In einem Jahr sollen die Wagenhallen saniert sein und die Künstler dort wieder einziehen. Die können sich vorstellen, ihre neue Containerstadt dann nicht aufzugeben, sondern als zusätzlichen Standort zur Halle zu nutzen.

S-Nord - Zwei Wochen nach der offiziellen Schließungder Wagenhallen hat es auf dem Gelände davor ein Rucker getan: Die Strom-, Wasser- und Abwasserleitungen sind verlegt. Das hätte bereits im Sommer passieren sollen, doch die terminliche Abstimmung hat nicht geklappt. „Jetzt ist es höchste Zeit, denn die Mieter müssen zum Jahresende raus aus der Halle sein “, sagt Robin Bischoff. Er ist Erster Vorsitzender des Kunstvereins Wagenhalle und managt den Umzug von rund 50 Künstlern in Container vor dem alten Domizil. Rund 30 bleiben in den beiden Backsteingebäuden neben der Halle und etwa ein Dutzend ist anderswo untergekommen. Zurück in die sanierte Halle wollen sie aber alle wieder.

Derweil wächst die Künstlerstadt rund um den ersten Container TAUT (Temporary Artist Utopia Tool), in dem Bischoff seine Schaltzentrale mit Lageplänen, Infomaterial und einer Spendenkasse eingerichtet hat, von Tag zu Tag.

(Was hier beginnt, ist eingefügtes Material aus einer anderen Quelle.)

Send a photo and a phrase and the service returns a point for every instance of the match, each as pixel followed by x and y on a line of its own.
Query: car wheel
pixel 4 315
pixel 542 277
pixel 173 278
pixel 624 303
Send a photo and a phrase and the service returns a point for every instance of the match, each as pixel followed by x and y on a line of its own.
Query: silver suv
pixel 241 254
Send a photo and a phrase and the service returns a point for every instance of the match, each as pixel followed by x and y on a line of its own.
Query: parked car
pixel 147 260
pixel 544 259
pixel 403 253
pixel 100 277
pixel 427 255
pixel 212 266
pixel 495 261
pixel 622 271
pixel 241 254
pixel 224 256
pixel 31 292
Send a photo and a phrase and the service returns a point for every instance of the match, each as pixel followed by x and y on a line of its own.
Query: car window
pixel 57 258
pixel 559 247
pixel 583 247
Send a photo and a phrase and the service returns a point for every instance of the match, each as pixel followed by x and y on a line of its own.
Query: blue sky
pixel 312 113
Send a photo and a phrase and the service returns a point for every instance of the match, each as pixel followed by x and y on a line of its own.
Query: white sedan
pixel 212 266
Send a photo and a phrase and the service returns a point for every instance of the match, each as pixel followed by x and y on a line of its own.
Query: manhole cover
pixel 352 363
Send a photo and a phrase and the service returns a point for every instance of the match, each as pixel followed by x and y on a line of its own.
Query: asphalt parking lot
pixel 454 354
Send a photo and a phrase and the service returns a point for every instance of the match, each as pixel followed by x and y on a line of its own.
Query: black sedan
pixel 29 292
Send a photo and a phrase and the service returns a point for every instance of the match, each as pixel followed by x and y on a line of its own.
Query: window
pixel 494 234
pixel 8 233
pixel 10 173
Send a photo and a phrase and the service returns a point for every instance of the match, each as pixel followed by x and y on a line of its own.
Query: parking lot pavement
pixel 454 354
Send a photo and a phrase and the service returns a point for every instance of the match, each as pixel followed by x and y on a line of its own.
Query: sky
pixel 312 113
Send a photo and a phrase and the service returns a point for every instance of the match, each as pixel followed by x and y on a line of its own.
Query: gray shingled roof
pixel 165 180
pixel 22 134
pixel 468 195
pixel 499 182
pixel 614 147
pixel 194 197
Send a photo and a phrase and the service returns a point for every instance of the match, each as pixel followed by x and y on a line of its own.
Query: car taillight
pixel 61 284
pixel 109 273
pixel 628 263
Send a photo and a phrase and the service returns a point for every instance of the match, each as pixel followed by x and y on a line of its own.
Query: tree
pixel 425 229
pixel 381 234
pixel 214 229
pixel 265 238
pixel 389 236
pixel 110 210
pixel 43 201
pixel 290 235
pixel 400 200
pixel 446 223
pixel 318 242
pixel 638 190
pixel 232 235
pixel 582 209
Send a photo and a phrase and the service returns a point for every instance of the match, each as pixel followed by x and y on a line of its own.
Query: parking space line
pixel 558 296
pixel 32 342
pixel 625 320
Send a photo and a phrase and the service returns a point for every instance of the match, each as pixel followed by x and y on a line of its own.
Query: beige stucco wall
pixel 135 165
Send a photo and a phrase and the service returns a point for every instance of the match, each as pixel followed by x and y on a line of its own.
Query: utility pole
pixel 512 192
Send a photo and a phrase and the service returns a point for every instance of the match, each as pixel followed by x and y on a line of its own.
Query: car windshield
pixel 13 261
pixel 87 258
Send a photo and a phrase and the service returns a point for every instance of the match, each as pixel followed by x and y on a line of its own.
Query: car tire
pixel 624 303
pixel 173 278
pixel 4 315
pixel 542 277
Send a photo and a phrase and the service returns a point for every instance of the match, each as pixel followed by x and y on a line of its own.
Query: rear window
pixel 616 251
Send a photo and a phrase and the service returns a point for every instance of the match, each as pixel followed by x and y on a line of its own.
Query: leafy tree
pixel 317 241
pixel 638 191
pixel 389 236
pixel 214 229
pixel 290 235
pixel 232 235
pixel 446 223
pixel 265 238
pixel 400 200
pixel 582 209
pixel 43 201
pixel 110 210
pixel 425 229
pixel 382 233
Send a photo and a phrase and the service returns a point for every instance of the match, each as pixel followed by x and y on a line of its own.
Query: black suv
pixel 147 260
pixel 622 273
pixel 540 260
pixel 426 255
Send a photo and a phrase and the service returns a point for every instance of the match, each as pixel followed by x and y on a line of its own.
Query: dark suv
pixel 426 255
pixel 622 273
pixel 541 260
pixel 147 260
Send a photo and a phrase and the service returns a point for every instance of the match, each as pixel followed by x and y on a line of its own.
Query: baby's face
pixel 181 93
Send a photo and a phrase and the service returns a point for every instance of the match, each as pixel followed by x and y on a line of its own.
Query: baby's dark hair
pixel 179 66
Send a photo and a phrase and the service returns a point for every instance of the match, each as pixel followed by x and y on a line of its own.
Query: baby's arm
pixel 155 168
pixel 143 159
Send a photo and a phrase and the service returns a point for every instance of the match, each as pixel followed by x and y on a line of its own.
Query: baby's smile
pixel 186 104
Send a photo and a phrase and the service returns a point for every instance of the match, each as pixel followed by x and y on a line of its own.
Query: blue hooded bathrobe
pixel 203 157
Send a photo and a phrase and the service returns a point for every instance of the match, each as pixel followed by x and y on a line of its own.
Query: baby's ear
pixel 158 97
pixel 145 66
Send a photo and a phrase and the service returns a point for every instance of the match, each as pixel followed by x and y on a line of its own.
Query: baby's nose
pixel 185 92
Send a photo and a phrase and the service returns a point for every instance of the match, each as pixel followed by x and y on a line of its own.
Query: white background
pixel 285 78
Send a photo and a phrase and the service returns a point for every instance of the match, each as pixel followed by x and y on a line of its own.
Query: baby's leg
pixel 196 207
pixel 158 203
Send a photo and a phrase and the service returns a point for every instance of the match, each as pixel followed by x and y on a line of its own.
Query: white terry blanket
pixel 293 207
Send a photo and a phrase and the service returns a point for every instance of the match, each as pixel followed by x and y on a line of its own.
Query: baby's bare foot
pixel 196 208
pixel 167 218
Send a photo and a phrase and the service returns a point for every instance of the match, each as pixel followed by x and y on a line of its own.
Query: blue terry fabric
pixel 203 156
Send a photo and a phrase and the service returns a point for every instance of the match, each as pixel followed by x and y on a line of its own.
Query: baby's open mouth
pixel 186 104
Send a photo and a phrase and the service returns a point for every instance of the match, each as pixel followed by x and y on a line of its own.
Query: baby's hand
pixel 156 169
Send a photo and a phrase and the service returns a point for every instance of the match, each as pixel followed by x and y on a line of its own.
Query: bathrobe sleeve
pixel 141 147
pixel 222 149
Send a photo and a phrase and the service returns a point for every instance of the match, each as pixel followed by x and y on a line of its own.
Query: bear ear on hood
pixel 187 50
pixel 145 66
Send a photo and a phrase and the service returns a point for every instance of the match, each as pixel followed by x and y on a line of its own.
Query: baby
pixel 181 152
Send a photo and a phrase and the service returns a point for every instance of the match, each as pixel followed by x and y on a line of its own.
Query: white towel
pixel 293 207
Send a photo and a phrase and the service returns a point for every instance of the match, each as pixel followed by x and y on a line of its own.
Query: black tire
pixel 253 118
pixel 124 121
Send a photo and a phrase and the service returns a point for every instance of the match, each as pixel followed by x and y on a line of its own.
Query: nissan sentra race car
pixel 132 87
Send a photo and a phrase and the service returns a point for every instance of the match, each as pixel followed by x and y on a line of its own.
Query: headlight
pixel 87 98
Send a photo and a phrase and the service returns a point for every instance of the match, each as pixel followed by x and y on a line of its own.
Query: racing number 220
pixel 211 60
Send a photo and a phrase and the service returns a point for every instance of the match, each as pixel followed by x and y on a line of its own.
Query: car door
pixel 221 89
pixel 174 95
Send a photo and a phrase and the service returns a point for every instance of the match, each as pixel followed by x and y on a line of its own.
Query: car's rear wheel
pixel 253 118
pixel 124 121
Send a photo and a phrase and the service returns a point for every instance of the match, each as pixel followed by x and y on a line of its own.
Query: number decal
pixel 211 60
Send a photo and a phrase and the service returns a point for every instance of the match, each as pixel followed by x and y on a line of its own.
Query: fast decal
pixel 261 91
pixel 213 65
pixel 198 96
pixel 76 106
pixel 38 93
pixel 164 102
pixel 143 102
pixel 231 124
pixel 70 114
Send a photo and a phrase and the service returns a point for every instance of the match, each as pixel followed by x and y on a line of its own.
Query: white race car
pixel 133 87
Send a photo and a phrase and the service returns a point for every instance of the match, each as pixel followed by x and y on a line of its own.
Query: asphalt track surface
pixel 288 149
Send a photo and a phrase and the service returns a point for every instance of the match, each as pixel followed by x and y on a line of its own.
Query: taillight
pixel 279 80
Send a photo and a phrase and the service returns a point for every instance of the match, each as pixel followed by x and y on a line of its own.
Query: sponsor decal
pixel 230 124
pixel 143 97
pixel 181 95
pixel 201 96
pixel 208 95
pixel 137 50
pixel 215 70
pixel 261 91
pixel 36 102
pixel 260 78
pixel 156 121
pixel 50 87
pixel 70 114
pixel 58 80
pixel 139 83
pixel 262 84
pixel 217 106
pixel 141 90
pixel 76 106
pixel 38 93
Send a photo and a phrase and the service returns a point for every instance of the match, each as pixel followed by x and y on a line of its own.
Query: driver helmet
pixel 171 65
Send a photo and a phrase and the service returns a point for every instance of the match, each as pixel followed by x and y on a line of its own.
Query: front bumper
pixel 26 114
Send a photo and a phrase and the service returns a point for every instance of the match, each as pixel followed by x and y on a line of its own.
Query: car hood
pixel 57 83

Obwohl überall gehämmert, gesägt geschraubt, geschleppt wird, sieht es in der rund 10 000 Quadratmeter Halle aus, als hätte sich noch nichts getan „In drei Wochen müssen wir besenrein übergeben “, stöhnt Pablo Wendel. Aber der Künstler profitiert auch von dem Umzug: Er ist Inhaber der Firma Performance Electrics, die unter anderem Kunststrom erzeugt: Vor den Wagenhallen steht sein etwa zehn Meter hoher Ofen und qualmt unaufhörlich. „Viele Künstler misten aus, trennen sich auch von ihren Kunstwerken, und die werden in dem Ofen verbrannt“, stellt der 36-Jährige fest und rechnet damit, dass bis Ende des Jahres noch jede Menge Kunstrauch erzeugt wird. Beim Bau der neuen Stadt ist er für die Straßenbeleuchtung zuständig. Natürlich ist auch die in einer Künstlerstadt Kunst: An jedem Mast hängen als Leuchte je drei grazile Scheiben aus weißem oder grünem Glas.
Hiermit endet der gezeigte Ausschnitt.